Unlike recent Southeast Asian films such as Arnold is a Model Student (2022, Sorayos Prapapan) or Sawo Matang (2023, Andrea Nirmala Widjajanto), which depict schools as dystopian training camps for their respective countries’ prosperity, Amoeba adopts a more toned-down style. With a nonlinear narrative, the film starts with a camcorder scene of Vanessa trying to capture Choo’s ghost on camera, then transitions to more polished cinematography and introduces the characters. This improvised SD aesthetic intertwines with the clean digital images, as the camcorder device is smoothly introduced into the plot. The narrow widescreen aspect ratio is a fitting solution to visually combine these elements, integrating the unseen world into the day-to-day. Additionally, the editing artfully parallels the girls’ attempts to catch on camera the supernatural presence tormenting Choo with an objective point of view: an unseen creature leaving marks on her mattress and moving things around in her bedroom.

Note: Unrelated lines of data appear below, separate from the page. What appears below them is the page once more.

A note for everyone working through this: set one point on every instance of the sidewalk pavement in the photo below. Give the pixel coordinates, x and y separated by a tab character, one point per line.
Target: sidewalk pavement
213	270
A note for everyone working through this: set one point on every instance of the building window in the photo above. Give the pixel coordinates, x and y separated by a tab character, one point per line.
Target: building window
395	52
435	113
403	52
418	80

Definitely, the group’s most meaningful interaction with an adult is with Sofia’s family driver, Uncle Phoon. Played by Millennium Mambo’s Jack Kao, a former gang member (a playful nod to his gangster roles), he entertains the girls with stories and inspires them to form their own gang based on the principles of “loyalty, righteousness, brotherhood and truth,” contrasting with the school’s “purity, moral uprightness, diligence and filial piety”. He encourages them to express themselves freely, despite the constraints imposed by societal norms on female behaviour. On a couple of occasions, in some of the film’s most tender scenes, the gang put on a show displaying their “confusing talents for girls,” showcasing activities deemed unfeminine, like skating or kung fu. They are not interested in getting boys’ attention, but rather in knowing themselves, exploring their identity, and finding their place. An abandoned cave they discover on the school’s construction site sparks their imagination and some of the film’s best-lit scenes, leading them to perform their make-believe rituals rather than those officially instilled by their teachers. Siyou explores class differences naturally, avoiding clichés in depicting the protagonists’ interactions with the less privileged and hinting at social ladder pressures and expectations only in the final scenes.

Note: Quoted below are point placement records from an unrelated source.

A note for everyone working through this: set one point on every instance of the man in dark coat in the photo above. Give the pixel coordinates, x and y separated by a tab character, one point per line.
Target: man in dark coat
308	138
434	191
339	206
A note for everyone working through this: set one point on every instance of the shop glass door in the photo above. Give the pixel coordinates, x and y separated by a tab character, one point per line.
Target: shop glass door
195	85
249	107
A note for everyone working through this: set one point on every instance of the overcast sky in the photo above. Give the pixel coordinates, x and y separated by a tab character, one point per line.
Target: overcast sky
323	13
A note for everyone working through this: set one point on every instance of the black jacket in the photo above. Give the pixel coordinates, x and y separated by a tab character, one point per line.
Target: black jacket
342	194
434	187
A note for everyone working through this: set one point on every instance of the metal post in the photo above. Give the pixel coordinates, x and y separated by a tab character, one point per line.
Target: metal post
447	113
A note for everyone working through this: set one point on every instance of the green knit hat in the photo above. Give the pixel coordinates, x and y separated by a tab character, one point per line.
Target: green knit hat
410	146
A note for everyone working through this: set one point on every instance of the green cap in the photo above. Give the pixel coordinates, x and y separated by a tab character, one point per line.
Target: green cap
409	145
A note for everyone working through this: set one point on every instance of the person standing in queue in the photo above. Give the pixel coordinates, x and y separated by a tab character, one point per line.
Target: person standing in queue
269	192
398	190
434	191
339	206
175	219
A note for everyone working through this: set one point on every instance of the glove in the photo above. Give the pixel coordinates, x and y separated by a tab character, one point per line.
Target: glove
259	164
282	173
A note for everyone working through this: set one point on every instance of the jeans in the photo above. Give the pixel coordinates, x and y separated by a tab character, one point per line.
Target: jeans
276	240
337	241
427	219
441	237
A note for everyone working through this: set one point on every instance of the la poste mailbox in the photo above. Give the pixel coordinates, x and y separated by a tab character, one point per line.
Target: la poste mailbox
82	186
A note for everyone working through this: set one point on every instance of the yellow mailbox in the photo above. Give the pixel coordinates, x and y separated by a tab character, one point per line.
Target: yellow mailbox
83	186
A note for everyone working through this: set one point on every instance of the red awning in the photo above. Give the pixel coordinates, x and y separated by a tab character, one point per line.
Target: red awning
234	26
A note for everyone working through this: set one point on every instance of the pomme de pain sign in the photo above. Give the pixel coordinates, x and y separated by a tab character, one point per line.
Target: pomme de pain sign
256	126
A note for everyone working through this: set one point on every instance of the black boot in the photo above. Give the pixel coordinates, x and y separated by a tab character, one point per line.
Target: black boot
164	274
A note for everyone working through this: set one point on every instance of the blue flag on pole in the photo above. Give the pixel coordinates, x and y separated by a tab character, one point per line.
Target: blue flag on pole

Writer-director Tan Siyou incorporates a homoerotic element into the screenplay, enriching the storyline and characters’ development through Choo’s and Vanessa’s interaction. The complicity between the two regarding Choo’s ghost and their hiding their connection from the other girls adds another layer to the social commentary of Amoeba, Singapore legalising same-sex relations only recently. However, the queerness doesn’t take up much of the plot and is reduced to a few meaningful glances. In fact, Choo’s piercing gaze, an asset to the film’s performances, reveals her discomfort with the school’s discourse, which fabricates an entire history to fit the country’s propaganda about the birth of a great nation. One of her class assignments is to organise a school play based on the country’s origins, a theme connected to the conclusion of the film, the final exams, when the girls have to deliver the invented, official narrative about Singapore’s symbol, the Merlion, a mascot based on a constructed myth, a fish with a lion’s head. Dressed in handmade fish costumes in a whimsical, playful scene, the girls mock the founding postcolonialist indoctrination that the country is an idyllic fishermen’s village turned into a high-end metropolis.

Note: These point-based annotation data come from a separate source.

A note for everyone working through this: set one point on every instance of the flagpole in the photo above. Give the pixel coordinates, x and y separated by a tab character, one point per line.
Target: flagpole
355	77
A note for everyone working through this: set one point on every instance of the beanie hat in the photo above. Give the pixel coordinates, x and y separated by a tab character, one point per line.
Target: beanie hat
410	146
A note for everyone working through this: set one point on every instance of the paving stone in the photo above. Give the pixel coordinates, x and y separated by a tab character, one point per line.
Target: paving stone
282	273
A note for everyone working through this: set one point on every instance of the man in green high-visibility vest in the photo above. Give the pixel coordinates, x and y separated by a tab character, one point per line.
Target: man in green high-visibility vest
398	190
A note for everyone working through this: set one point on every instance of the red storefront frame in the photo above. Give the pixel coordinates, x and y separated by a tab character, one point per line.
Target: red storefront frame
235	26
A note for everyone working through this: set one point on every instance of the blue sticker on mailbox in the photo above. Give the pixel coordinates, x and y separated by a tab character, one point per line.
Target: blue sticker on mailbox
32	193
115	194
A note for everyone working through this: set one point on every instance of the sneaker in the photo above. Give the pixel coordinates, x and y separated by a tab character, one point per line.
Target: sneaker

Though upfront, the film’s political discourse lies in the girls’ passionate debates over the manufactured past of their culture, an artificial construct that cannot be hidden from their sharp minds. These are young adults who cannot be manipulated to fit into the greater puzzle of a perfect society. The confusion of the past shapes their perception of the future, a suffocating environment that the Singaporean director uniquely portrayed as swimming against the tide. For them, knowing the truth is crucial to their development, as Tan Siyou beautifully incorporates this dilemma into a fragmented yet meaningful search for identity. “How do we get out of this aquarium?”–Choo wonders. It is a perfectly valid dilemma for an up-and-coming director to watch.